One common question centers on the scope and duration of the inspection. As quality assurance is the essential control body in the pharmaceutical quality system, an appropriate inspection period should be chosen, at least half a day to one day per year. Various factors such as the number and scope of quality assurance tasks in the company, the size of the company, the size of the quality assurance unit and changes in the organization and processes, among others, must be taken into account. Modifications such as a change in the document system or innovations in regulatory and legal requirements can become an important test point.
Self-inspection of quality assurance should not be limited to reviewing the company's internally defined specifications and processes for implementing GMP requirements. These only represent the current status of the quality system. A review of the process for integrating regulatory and legal innovations into the pharmaceutical quality system is also important. It is expected that this process will be set up in such a way that all relevant regulatory and legal innovations are identified and listed at an early stage and their implementation is tracked in an appropriate manner.

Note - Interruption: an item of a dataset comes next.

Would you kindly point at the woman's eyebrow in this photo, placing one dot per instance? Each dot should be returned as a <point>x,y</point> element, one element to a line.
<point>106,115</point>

Implementation and results of self-inspection of the other areas of the quality system by quality assurance should also be scrutinized. This also means that the topic of self-inspection as a whole must be put to the test.
This starts with the use of checklists and ends in the way inspection results and derived actions are documented and tracked.
Checklists are a good way to avoid omitting important points when there are usually a large number of items to be checked. In addition, checklists can help auditors to determine relevant inspection and focal points in advance and to track them using the checklists. However, one thing should be avoided: Checklists with selected points, which the auditor already knows have been achieved prior to the audit.
It is not uncommon to keep separate lists for observations from external and internal inspections. The reason for this is that you can and want to talk more openly about deviations and quality problems internally than with the supervisory authorities. It also avoids disclosing the “internal observations” to the authorities. However, this segregated treatment of nonconformities usually results in actions resulting from internal inspections being tracked with less stringency and urgency than actions resulting from customer or regulatory inspections. The criticality of the observations is therefore no longer the decisive factor with regard to the stringency or urgency for implementing the measures. This should also be avoided in the case of separate treatment.
In addition to the items listed in checklists, appropriate consideration should also be given to the function and performance of the quality assurance department. These include issues such as overdue deviations, outstanding significant quality assurance issues and documentation deficiencies.
The department manager of the area under audit should be responsible for processing the observations/deficiencies, i.e. in the case of quality assurance self-inspection, the head of quality assurance. The response must take into account issues such as corrective actions, impact analysis, root cause analysis, preventive actions, effectiveness review and timing objectives.
The auditor is responsible for approving or requesting rectification. It can be helpful to jointly identify and determine suitable measures already within the self-inspection process.
And one important test point should never be overlooked: Follow-on inspections should always take into account the processing of defects from the previous inspection.